“There’s something up there,” he told the party. “Did you hear the rumor about those wild little girls they found the other night?”
The guests began to drift off in pairs and start new conversations. Since his rescue of young Oscar Love, Jimmy had acquired a reputation for tiresome repetitions of the story, exaggerating details until it became a tall tale. When he launched into another yarn, he was bound to be dismissed as merely another storyteller, desperate for attention. “No really,” he said to the few of us remaining. “I heard the local fuzz found these two girls, ’bout six or seven, I hear, who had broken into the drugstore in the dead of night and smashed everything in sight. The cops were scared of those girls, said they were spooky as a pair of cats. Man, they could barely speak a word of English or any language known to man. Put two and two together. They were living up in the woods—remember that place I found Oscar? Maybe there are others up there. Put your mind around that. Like a whole lost tribe of wild children. It’s a trip, man.”
Elizabeth was staring at me when she asked him, “What happened to them? Where are those two girls?”
“Can’t confirm or deny a rumor,” he said, “and I didn’t actually see them with my own two eyes, but I don’t have to. Did you know the FBI came and took ’em away? To Washington, D.C., and their secret labs, so they could study them.”
I turned to Oscar, who stood slack-jawed, listening to Jimmy. “Are you sure you want this boy tending bar for you, Oscar? Seems like he’s been hitting the bottle a bit too much.”
Jimmy came right up to my face and said sotto voce, “Know the trouble with you, Henry? You lack imagination. But they’re up there, man. You better freakin’ believe it.”
During the flight to Germany, dreams of changelings interrupted what sleep I could manage on the airplane. When Tess and I landed in damp and overcast Frankfurt, we had two different expectations for our honeymoon. Poor thing, she wanted adventure, excitement, and romance. Two young lovers traveling through Europe. Bistros, wine and cheese, jaunts on motorbikes. I was looking for a ghost and evidence of my past, but all I knew could be written on a cocktail napkin: Gustav Ungerland, 1859, Eger.
Immediately bewildered by the city, we found a small room in a pension on Mendelssohnstrasse. We were dazed by the sooty black elephant of the Hauptbahnhof, disgorging trains by the hour, and behind it the resurrected city, new steel and concrete skyscrapers rising from the ashes of the ruins. Americans were everywhere. Soldiers fortunate enough to have drawn duty guarding against Eastern Europe rather than fighting in Vietnam. Strung-out runaways in the Konstablerwache shooting up in broad daylight or begging for our spare change. Our first week together, we felt out of place between the soldiers and the junkies.

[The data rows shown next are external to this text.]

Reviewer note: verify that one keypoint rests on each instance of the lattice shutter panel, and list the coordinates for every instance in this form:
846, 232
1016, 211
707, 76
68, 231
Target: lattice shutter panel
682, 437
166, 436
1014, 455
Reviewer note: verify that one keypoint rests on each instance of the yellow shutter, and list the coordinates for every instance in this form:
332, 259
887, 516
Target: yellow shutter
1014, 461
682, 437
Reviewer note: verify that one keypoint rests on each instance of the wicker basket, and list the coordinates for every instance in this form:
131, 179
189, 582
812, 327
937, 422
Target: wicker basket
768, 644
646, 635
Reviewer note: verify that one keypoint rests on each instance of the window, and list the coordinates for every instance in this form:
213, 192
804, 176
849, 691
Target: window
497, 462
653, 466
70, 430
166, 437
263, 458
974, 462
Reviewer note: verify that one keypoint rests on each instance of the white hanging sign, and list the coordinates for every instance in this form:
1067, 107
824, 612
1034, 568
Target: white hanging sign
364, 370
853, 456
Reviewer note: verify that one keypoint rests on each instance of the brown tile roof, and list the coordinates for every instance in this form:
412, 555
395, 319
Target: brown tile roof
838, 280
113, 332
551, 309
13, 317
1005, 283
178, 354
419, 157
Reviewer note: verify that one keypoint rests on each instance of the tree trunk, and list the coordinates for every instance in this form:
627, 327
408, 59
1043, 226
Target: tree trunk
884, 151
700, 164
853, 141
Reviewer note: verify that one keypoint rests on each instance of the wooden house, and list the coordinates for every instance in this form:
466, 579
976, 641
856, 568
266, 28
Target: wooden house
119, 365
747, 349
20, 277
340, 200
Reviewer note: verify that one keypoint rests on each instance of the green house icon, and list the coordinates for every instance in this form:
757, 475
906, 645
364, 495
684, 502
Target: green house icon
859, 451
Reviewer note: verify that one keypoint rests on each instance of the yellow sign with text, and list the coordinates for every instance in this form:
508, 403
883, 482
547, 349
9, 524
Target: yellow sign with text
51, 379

On Sunday we strolled over to the R?merberg, a papier-maché version of the medieval Alstadt that had been mostly bombed out by the Allies in the final months of the war. For the first time on our trip, the weather was bright and sunny, and we enjoyed a springtime street fair. On the carousel in the middle of the festival, Tess rode a zebra and I a griffin; then we held hands after lunch in the café as a strolling quartet played a song for us. As if the honeymoon had finally commenced, when we made love that night, our tiny room became a cozy paradise.
“This is more like it,” she whispered in the dark. “How I imagined we would be together. I wish every day could be like today.”
I sat up and lit a Camel. “I was wondering if maybe tomorrow we could go our own ways for a while. You know, have time to ourselves. Just think how much more we’ll have to talk about when we’re back together. There’s stuff I’d like to do that might not be interesting to you, so I was thinking maybe I could get up a bit earlier and go out, and I’d be back, probably, by the time you woke up. See the National Library. You would be bored to tears.”
“Cool out, Henry.” She rolled over and faced the wall. “That sounds perfect. I’m getting a little tired of spending every minute together.”
It took all morning to find the right train, then the right streets, and the address to the Deutsche Bibliothek, and another hour or so to find the map room. A charming young librarian with workable English helped me with the historical atlas and the seemingly thousands of alterations and border changes brought about by hundreds of years of war and peace, from the final days of the Holy Roman Empire through the Hessian principalities’ Reichstag to the divisions at the end of both world wars. She did not know Eger, could not find anyone in Reference that had heard of the town.
“Do you know,” she finally asked, “if it is East Germany?”